The first trial of Special Counsel Robert Mueller’s Russia probe begins today with Paul Manafort, a former chairman of President Trump’s campaign, facing charges that he hid tens of millions of dollars earned in Ukraine in offshore accounts and defrauded banks for loans. Here are some of the key players in the case.

Seoul and Pyongyang discussed reducing tension but didn’t announce any detailed agreements after military talks, while the United States detected renewed activity at a North Korean missile factory, casting more suspicion over the North’s intentions.

WORLD

Gunmen stormed a government building in Afghanistan’s eastern city of Jalalabad today, taking dozens of hostages after a suicide bomber blew himself up at the entrance gate.

Zimbabwe’s President Emmerson Mnangagwa and his main opponent Nelson Chamisa both said they were confident of victory, after peaceful voting in the first election since the end of Robert Mugabe’s nearly four decade rule.

Last week the United States restored the $195 million in military aid that it had withheld from Egypt because of the country’s human rights record and its ties to North Korea. This was the right move, writes Bruce Clingan for Reuters Commentary.

Iranian President Hassan Rouhani said the U.S. withdrawal from a nuclear deal was “illegal” and it was up to Europe to preserve the landmark accord with Tehran.  

On August 1, when face veils are banned in Denmark, some women are not planning on leaving their niqabs at home. Instead, they will be defying the law and taking to the streets in protest.

BUSINESS

Trump’s proposed tariffs on another $200 billion of Chinese goods threaten a niche trade in minor metals and rare earths used in everything from stomach remedies and jet engines to consumer electronics.

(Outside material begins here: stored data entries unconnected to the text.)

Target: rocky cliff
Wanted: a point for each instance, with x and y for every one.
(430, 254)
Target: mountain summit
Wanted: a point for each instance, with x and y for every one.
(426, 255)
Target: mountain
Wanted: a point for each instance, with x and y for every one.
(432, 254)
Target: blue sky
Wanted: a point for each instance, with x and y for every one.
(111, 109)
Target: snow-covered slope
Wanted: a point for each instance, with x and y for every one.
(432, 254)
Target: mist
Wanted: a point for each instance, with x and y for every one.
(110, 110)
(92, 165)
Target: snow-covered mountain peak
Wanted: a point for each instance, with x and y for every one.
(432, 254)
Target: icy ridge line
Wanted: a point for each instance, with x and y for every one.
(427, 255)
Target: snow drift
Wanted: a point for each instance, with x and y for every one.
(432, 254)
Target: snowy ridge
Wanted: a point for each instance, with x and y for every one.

The Federal Reserve is expected to keep interest rates unchanged tomorrow but solid economic growth combined with rising inflation are likely keep it on track for another two hikes this year even as Trump has ramped up criticism of its push to raise rates.

CBS’ board left CEO Leslie Moonves in his post as it discussed sexual harassment claims against him and took steps to select an outside counsel to lead an independent investigation into the matter. However, dealing with the allegations isn’t the media group’s only challenge.

REUTERS TV

Nine U.S. States are filing a lawsuit against the Trump administration to block the online dissemination of designs for 3-D printed guns. Ashraf Fahim reports.